In this Sept 28, 2019 file photo, flags fly outside the United Nations headquarters during the 74th session of the United Nations General Assembly. (JENNIFER PELTZ / AP)
UNITED NATIONS — Secretary-General Antonio Guterres warned Tuesday that the United Nations is facing its "worst cash crisis" in nearly a decade because 64 of its 193 members — including the United States, its largest contributor – have not paid their annual dues.
UN spokesman Stephane Dujarric said the secretary-general has written to all members saying "the organization runs the risk of depleting its liquidity reserves by the end of the month and defaulting on payments to staff and vendors."
According to the UN, the US owes US$674 million for the 2019 regular budget and US$381 million for previous regular budgets
By the end of September, Dujarric said, member states had paid only 70 percent of the total assessment for the regular budget, compared with 78 percent at the same time last year.
According to the UN, 129 countries had paid US$1.99 billion in dues for the UN's 2019 operating budget by Tuesday. It said US$1.386 billion is owed for this year.
In addition to the United States, other countries that haven't paid their dues are Brazil, Iran, Israel, Mexico, South Korea, Saudi Arabia and Uruguay.
Because of the US government's budget calendar, Washington usually pays its dues in October.
According to the UN, the US owes US$674 million for the 2019 regular budget and US$381 million for previous regular budgets.
The US is also in arrears in payments for the separate budget for the UN's far-flung peacekeeping operations. It owes US$255 million for peacekeeping missions that have been closed and US$2 billion for active peacekeeping missions, according to the UN.
This Sept 25, 2019 file photo shows UN Secretary-General Antonio Guterres speaking during a Security Council meeting at UN headquarters. (SETH WENIG / AP)
Dujarric said measures the UN Secretariat put in place early in the year to align expenditures with cash inflows have averted "major disruptions" but "are no longer enough."

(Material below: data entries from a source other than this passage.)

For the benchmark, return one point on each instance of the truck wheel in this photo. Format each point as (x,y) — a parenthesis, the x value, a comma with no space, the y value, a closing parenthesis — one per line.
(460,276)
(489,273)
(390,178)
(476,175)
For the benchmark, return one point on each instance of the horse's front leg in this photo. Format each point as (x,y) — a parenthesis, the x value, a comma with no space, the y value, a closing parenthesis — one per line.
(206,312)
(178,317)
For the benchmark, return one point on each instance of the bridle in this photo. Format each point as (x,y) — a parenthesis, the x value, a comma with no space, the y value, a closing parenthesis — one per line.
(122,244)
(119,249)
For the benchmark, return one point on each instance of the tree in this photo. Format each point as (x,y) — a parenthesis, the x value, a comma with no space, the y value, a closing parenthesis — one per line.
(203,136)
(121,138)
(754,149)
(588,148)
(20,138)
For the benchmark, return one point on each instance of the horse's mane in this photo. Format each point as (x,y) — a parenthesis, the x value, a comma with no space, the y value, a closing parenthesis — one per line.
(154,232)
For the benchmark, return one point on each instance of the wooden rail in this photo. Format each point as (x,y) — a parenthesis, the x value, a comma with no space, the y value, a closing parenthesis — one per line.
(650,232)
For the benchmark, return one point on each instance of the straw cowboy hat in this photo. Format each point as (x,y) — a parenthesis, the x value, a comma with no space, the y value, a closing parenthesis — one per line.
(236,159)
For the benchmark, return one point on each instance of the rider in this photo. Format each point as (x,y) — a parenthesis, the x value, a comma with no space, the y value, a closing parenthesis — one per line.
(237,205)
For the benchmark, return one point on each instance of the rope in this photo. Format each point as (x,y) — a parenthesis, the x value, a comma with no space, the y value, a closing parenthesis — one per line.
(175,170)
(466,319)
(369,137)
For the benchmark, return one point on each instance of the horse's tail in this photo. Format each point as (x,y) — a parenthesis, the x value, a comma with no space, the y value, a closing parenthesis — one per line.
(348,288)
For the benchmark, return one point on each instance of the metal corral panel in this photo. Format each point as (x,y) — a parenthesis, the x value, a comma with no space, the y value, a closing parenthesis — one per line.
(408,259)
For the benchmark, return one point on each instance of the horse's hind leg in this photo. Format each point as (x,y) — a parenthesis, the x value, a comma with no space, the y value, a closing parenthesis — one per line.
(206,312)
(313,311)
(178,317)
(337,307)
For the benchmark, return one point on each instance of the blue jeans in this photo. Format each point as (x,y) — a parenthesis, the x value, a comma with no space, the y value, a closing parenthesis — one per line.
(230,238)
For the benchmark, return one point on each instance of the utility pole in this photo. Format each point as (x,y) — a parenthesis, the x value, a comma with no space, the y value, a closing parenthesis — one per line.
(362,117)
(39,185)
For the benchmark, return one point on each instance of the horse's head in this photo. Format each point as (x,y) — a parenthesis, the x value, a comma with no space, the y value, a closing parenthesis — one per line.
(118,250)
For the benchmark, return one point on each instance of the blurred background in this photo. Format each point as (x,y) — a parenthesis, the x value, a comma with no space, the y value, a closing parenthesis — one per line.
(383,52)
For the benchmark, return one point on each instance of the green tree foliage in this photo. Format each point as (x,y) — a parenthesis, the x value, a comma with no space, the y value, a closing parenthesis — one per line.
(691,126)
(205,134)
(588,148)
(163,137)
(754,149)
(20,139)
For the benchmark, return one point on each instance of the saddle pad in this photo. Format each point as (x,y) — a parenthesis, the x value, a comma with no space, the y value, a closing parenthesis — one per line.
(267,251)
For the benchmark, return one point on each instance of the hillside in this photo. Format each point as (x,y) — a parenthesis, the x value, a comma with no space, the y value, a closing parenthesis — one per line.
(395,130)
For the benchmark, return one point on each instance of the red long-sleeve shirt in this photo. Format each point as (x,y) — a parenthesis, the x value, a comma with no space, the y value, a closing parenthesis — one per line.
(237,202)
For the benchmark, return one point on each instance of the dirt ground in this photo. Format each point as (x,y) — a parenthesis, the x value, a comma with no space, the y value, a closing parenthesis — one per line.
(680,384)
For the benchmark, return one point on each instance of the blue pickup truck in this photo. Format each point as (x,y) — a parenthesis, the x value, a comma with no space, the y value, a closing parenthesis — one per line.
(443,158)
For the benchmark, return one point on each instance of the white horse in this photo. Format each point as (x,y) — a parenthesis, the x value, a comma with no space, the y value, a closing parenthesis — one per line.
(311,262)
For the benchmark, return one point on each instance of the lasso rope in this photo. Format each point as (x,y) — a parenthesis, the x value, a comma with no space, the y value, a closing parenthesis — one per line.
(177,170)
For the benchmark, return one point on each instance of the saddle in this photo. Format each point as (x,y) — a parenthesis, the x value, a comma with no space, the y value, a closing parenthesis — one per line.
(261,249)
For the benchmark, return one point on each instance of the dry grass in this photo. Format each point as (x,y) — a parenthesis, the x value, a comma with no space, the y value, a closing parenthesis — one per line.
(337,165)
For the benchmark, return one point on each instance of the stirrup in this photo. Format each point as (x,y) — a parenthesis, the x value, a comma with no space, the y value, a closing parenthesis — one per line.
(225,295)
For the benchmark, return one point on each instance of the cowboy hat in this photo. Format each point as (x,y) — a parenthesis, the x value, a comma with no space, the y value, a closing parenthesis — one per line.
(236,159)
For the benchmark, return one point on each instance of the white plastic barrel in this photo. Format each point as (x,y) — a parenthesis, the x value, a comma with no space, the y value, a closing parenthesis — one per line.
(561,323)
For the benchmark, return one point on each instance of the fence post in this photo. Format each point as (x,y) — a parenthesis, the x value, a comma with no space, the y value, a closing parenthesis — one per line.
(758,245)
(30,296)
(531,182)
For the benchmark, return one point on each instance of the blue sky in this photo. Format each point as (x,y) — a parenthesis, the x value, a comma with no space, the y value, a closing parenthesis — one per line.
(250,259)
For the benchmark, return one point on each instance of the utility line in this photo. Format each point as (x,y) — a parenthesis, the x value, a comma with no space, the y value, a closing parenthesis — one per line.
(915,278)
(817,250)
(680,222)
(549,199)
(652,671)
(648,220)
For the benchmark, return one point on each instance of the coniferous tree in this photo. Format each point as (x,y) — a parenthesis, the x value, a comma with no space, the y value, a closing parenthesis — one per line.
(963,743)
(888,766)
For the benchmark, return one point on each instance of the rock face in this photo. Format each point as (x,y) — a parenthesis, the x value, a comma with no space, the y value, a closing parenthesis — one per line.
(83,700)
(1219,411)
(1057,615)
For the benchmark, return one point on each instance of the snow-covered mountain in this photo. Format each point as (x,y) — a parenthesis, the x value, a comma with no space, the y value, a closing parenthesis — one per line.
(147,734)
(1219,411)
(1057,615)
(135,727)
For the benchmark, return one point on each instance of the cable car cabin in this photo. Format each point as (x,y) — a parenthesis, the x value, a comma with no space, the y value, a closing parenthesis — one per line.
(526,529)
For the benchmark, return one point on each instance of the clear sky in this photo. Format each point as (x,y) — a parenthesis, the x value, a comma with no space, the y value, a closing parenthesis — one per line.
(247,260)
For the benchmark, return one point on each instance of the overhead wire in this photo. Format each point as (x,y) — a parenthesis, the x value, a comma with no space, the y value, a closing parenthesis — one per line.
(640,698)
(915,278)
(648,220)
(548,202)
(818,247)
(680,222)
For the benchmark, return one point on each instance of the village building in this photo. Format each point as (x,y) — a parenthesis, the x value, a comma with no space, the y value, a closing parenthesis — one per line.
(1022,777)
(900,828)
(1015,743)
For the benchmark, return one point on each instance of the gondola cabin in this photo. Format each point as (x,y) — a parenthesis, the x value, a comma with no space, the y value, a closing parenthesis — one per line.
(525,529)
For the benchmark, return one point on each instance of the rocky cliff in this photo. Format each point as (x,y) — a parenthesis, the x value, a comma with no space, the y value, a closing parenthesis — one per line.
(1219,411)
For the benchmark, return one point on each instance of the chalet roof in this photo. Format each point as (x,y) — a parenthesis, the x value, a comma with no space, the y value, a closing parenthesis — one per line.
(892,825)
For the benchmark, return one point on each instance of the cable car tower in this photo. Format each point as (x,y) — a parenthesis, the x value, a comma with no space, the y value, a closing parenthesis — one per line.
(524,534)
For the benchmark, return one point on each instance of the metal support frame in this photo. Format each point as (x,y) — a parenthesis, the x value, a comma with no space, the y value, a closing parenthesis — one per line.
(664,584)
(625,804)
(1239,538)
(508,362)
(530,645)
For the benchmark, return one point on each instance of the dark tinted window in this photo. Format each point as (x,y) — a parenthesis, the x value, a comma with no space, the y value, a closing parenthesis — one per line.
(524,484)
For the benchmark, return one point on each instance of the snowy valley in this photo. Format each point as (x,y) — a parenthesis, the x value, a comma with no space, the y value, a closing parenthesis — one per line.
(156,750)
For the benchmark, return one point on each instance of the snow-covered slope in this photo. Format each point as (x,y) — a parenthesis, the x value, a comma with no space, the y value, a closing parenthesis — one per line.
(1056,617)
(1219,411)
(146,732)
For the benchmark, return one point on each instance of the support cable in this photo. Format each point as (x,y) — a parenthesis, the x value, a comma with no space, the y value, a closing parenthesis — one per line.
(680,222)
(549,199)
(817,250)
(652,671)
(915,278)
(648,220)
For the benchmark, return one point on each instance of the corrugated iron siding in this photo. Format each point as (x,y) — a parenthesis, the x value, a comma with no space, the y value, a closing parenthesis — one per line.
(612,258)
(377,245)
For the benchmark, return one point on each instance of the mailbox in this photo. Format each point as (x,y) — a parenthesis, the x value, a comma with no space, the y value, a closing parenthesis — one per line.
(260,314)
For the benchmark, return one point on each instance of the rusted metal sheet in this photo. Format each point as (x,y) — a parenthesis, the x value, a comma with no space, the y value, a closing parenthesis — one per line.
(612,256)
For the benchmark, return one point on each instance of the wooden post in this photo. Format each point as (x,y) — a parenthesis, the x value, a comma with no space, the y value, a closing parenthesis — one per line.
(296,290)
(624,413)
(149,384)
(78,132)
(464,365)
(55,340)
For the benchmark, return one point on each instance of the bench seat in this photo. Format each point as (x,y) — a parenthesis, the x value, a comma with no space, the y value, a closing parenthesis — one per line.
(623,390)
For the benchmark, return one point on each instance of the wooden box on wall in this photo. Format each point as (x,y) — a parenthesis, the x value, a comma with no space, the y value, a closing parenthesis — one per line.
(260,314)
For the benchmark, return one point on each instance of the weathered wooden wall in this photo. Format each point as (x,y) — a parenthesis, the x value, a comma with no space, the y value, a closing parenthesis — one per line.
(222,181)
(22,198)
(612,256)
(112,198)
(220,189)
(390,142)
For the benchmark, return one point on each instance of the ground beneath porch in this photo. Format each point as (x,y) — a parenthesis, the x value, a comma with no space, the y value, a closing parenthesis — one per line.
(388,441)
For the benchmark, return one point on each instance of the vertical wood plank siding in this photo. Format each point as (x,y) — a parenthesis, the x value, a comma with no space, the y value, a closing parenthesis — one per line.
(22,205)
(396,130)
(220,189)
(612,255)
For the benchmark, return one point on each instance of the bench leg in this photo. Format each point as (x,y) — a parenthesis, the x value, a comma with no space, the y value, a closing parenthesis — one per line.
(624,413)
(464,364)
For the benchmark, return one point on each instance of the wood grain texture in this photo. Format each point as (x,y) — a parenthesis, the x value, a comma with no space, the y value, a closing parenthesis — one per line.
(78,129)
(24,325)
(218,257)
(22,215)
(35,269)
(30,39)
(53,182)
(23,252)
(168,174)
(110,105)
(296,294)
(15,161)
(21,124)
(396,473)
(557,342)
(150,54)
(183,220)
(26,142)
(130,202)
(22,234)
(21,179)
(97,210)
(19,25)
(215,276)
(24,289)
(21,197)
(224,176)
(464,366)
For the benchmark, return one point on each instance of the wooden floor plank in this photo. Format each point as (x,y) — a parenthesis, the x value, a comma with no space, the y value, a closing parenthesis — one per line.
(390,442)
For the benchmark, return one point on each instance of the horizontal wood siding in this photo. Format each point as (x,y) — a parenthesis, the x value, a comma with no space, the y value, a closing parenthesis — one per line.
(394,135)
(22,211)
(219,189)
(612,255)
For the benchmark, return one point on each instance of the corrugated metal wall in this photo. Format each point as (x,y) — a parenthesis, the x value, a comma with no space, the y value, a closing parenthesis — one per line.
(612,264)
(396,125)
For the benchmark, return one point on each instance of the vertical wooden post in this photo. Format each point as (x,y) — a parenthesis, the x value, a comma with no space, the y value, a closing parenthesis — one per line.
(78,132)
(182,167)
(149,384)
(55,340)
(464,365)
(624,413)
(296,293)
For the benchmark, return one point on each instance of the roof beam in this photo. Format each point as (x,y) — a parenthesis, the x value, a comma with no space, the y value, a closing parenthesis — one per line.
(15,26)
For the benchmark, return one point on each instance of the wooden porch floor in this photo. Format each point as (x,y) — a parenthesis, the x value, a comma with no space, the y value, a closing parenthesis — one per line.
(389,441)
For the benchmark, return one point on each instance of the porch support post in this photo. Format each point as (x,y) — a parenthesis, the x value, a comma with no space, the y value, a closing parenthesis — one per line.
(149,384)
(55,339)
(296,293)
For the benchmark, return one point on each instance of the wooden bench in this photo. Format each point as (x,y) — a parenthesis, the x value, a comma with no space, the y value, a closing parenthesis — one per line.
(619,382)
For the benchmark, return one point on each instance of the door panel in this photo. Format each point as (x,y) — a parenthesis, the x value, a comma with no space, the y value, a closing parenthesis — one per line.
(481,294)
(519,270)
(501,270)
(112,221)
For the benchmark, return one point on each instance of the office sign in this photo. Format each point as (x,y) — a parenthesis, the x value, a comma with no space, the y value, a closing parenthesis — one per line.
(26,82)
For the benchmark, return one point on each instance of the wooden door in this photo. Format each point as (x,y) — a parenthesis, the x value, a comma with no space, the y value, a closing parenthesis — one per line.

Since the UN Secretariat could face a default in salaries and payments by the end of November, Dujarric said the secretary-general has requested immediate steps including further reductions in official travel and postponing spending for goods and services.
In addition, Dujarric said, events scheduled outside official meeting hours are being discontinued and conferences and meetings may have to be postponed or their services adjusted.
The secretary-general stressed that cash flow is a recurrent problem and the UN is now driven to prioritize work based on cash availability, thus undermining its mandates and obligations "to the people we serve," Dujarric said.
"The secretary-general therefore looks to member states to resolve the structural issues that underlie this annual crisis without further delay," Dujarric said.